When it completes, copy the Pacbio assembly to our results directory:

# Copy the pacbio assembly from canu's directory
cp ecoli-pacbio-auto/ecoli-pacbio-canu.contigs.fasta assemblies/ecoli.pacbio.25x.canu-contigs.fasta

Our data set also includes a higher-coverage Oxford Nanopore data set (50X). This assembly takes quite a bit longer to run so we won’t run it now, you can just copy the results that the instructors generated earlier in the week:

# Copy the nanopore assembly that was provided by the instructors
cp ~/CourseData/CG_data/Module3/results/ecoli-nanopore-canu.contigs.fasta assemblies/ecoli.nanopore.50x.canu-contigs.fasta

The command used to generate the nanopore assembly can be found here.

Assessing the quality of your assemblies using a reference

The accuracy of the genome assembly is determined by how many misassemblies (large-scale rearrangements) and consensus errors (mismatches, insertions or deletions) the assembler makes. Calculating the accuracy of an assembly typically requires the use of a reference genome. We will use the QUAST software package to assess the accuracy of the assemblies.

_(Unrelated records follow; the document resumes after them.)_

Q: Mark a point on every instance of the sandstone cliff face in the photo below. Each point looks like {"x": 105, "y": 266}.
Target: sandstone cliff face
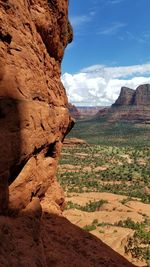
{"x": 33, "y": 114}
{"x": 125, "y": 97}
{"x": 33, "y": 123}
{"x": 74, "y": 111}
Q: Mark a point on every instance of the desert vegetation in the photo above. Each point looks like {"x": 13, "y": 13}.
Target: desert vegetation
{"x": 122, "y": 170}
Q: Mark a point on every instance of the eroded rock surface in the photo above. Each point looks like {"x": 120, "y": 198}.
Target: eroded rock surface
{"x": 33, "y": 114}
{"x": 33, "y": 123}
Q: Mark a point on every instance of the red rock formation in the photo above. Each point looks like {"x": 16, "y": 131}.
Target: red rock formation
{"x": 74, "y": 111}
{"x": 33, "y": 123}
{"x": 131, "y": 106}
{"x": 33, "y": 114}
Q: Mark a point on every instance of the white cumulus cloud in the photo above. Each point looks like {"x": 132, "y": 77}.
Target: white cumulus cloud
{"x": 100, "y": 85}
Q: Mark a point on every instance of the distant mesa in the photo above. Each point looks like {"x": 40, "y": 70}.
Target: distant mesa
{"x": 131, "y": 106}
{"x": 83, "y": 112}
{"x": 140, "y": 96}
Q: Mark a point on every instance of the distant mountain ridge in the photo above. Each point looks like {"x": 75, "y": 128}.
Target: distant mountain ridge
{"x": 140, "y": 96}
{"x": 131, "y": 105}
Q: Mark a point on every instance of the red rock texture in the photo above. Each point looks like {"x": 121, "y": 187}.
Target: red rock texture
{"x": 33, "y": 114}
{"x": 34, "y": 120}
{"x": 30, "y": 240}
{"x": 74, "y": 111}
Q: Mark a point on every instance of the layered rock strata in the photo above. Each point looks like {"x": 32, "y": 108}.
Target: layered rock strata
{"x": 33, "y": 115}
{"x": 33, "y": 123}
{"x": 131, "y": 106}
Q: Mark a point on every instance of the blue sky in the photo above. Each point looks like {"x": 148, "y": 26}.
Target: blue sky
{"x": 111, "y": 48}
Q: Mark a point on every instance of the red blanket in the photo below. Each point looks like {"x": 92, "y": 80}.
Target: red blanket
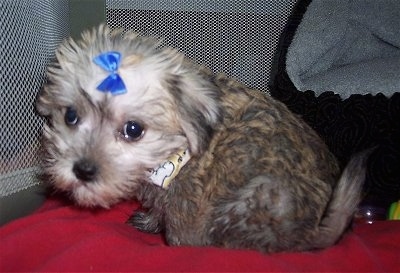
{"x": 63, "y": 238}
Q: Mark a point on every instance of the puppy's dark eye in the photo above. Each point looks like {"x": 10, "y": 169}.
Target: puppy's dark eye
{"x": 71, "y": 116}
{"x": 132, "y": 130}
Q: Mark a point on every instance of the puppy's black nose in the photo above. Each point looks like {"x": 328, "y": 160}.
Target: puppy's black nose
{"x": 85, "y": 170}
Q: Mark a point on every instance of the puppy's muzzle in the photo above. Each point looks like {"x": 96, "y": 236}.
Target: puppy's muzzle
{"x": 85, "y": 170}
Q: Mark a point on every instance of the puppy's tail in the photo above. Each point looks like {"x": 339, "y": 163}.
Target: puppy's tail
{"x": 345, "y": 199}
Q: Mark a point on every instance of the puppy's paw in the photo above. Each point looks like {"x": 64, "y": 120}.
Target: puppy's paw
{"x": 145, "y": 221}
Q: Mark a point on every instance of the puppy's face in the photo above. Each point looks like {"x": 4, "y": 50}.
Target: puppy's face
{"x": 98, "y": 146}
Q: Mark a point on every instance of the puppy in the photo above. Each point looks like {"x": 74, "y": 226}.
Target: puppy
{"x": 213, "y": 162}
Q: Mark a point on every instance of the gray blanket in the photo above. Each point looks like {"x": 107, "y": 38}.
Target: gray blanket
{"x": 347, "y": 46}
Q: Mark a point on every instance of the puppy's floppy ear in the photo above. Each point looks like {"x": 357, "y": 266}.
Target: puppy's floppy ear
{"x": 197, "y": 100}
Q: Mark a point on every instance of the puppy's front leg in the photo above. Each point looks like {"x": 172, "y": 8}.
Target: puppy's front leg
{"x": 149, "y": 221}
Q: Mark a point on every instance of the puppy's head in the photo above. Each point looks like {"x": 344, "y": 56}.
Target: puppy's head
{"x": 98, "y": 146}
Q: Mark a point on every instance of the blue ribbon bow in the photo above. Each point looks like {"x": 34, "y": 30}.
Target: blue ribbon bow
{"x": 110, "y": 62}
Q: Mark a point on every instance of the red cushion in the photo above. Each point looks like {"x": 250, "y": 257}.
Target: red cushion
{"x": 60, "y": 237}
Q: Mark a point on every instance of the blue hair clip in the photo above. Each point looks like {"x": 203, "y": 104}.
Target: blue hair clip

Run QUAST on your three E. coli assemblies by running this command:

quast.py -R ~/CourseData/CG_data/Module3/references/ecoli_k12.fasta assemblies/*.fasta

Using the web browser for your instance, open the QUAST PDF report and try to determine which of the assemblies was a) the most complete b) the most contiguous and c) the most accurate.

Improving the Accuracy of the Long Read Assemblies

As PacBio and Nanopore reads have a higher error rate than Illumina reads it is expected that the long read assemblies has errors in the consensus sequence (mostly insertions and deletions). We can increase the accuracy of our consensus sequence by using more coverage (up to around 100x), or by “polishing” the assembly (inferring a better consensus sequence) with high-accuracy Illumina reads. We’ll use Pilon to calculate a new consensus sequence for our PacBio assembly. First we have to map the Illumina reads to our assembly using bwa.

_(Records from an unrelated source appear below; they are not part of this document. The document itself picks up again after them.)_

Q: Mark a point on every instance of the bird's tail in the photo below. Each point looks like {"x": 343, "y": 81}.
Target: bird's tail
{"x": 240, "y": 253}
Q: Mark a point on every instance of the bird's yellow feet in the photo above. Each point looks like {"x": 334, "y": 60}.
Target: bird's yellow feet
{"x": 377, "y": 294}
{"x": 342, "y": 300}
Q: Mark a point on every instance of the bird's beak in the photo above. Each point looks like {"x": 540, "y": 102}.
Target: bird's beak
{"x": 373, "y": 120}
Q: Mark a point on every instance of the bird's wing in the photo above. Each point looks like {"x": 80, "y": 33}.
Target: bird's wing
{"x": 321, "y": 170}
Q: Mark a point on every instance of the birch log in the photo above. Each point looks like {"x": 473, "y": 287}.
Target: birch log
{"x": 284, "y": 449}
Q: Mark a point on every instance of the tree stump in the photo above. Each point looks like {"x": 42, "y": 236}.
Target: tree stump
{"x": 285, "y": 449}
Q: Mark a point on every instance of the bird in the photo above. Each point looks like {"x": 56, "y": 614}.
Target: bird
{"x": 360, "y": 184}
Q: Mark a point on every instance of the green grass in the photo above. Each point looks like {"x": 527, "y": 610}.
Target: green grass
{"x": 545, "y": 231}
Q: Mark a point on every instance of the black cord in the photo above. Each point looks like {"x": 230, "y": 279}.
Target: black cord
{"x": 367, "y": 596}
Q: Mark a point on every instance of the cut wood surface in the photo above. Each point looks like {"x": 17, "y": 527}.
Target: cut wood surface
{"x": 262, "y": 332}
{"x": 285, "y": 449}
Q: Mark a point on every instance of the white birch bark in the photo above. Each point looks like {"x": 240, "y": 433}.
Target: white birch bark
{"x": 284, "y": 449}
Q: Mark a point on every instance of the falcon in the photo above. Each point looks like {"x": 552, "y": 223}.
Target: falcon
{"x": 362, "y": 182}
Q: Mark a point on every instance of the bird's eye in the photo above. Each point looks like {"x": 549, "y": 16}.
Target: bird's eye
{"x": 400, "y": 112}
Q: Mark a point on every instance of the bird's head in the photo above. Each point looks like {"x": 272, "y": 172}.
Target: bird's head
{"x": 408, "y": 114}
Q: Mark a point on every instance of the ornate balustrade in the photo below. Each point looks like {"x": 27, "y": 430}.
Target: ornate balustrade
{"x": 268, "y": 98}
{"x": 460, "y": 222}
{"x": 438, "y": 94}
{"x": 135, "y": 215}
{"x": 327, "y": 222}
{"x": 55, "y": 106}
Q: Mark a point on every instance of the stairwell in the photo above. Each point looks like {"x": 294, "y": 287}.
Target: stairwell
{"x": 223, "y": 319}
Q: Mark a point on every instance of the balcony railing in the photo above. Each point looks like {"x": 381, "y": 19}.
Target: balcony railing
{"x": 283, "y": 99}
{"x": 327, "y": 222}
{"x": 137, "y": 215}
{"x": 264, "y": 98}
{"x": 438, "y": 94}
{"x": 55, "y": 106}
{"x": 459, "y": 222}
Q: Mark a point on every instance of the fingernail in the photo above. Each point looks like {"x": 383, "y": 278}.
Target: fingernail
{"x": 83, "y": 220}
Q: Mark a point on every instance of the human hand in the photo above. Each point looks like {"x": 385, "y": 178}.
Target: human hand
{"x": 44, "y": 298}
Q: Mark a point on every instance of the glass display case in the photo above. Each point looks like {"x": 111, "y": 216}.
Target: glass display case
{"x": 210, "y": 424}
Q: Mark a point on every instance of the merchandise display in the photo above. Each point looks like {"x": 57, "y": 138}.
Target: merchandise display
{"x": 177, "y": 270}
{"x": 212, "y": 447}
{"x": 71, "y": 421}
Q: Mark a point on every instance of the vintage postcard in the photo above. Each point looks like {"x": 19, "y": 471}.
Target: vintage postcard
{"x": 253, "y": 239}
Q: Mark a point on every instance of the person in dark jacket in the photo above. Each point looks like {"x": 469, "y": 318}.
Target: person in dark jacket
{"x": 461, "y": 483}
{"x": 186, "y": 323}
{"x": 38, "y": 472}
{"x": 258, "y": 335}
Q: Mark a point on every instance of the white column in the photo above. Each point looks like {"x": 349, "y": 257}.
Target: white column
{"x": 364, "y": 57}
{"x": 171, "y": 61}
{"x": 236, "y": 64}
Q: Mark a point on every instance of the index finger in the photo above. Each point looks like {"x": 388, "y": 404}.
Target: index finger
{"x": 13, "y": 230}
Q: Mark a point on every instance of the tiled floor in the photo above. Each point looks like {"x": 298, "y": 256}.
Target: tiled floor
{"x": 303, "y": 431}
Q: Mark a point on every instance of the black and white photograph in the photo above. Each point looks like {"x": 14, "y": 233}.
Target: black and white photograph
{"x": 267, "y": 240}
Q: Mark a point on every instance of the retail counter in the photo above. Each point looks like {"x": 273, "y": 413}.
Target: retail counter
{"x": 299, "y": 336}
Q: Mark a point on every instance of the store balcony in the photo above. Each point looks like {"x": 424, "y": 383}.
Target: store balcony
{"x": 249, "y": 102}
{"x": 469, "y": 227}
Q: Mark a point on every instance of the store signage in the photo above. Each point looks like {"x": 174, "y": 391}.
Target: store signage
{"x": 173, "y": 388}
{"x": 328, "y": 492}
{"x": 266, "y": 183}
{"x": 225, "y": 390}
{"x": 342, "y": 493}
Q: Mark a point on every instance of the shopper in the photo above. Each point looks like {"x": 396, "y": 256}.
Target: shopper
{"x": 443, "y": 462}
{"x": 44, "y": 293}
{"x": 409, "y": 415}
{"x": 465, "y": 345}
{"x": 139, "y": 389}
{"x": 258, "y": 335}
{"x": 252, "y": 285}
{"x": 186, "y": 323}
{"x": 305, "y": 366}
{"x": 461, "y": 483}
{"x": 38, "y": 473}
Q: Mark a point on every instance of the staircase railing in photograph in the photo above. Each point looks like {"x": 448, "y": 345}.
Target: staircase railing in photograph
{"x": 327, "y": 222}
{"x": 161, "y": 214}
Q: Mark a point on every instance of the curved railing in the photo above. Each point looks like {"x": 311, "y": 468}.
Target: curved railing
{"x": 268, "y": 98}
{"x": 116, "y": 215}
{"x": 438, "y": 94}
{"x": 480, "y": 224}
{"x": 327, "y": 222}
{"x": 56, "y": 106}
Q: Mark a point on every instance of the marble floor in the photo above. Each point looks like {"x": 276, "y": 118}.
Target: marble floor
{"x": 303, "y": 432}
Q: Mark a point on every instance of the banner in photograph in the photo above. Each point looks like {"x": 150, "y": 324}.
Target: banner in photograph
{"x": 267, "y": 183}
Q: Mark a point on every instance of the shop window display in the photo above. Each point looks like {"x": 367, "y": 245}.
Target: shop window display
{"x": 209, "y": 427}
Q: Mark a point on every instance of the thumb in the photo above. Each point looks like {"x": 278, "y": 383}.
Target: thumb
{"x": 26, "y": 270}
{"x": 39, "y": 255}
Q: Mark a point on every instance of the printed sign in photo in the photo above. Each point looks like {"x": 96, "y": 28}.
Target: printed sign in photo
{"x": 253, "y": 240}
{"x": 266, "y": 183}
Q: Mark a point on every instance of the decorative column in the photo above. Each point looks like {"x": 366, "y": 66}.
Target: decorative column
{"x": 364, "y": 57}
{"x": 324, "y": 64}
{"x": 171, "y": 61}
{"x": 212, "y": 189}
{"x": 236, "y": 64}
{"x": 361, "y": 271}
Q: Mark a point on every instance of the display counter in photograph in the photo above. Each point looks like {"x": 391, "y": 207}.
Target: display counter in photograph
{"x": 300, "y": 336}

bwa index assemblies/ecoli.pacbio.25x.canu-contigs.fasta
bwa mem -t 4 -p assemblies/ecoli.pacbio.25x.canu-contigs.fasta ecoli.illumina.50x.fastq | samtools sort -T tmp -o ecoli.illumina.50x.mapped_to_pacbio_contigs.sorted.bam -
samtools index ecoli.illumina.50x.mapped_to_pacbio_contigs.sorted.bam

Now we can run pilon:

java -Xmx4G -jar /usr/local/pilon/pilon-1.22.jar --genome assemblies/ecoli.pacbio.25x.canu-contigs.fasta --frags ecoli.illumina.50x.mapped_to_pacbio_contigs.sorted.bam --output assemblies/ecoli.pacbio.25x.canu-contigs-pilon

Let’s also polish the nanopore assembly:

bwa index assemblies/ecoli.nanopore.50x.canu-contigs.fasta
bwa mem -t 4 -p assemblies/ecoli.nanopore.50x.canu-contigs.fasta ecoli.illumina.50x.fastq | samtools sort -T tmp -o ecoli.illumina.50x.mapped_to_nanopore_contigs.sorted.bam -
samtools index ecoli.illumina.50x.mapped_to_nanopore_contigs.sorted.bam
java -Xmx4G -jar /usr/local/pilon/pilon-1.22.jar --genome assemblies/ecoli.nanopore.50x.canu-contigs.fasta --frags ecoli.illumina.50x.mapped_to_nanopore_contigs.sorted.bam --output assemblies/ecoli.nanopore.50x.canu-contigs-pilon

After running pilon on the PacBio and nanopore assemblies, re-run the Quast step to generate a new report including all five assemblies. Did pilon-polishing help the accuracy of the long read assemblies?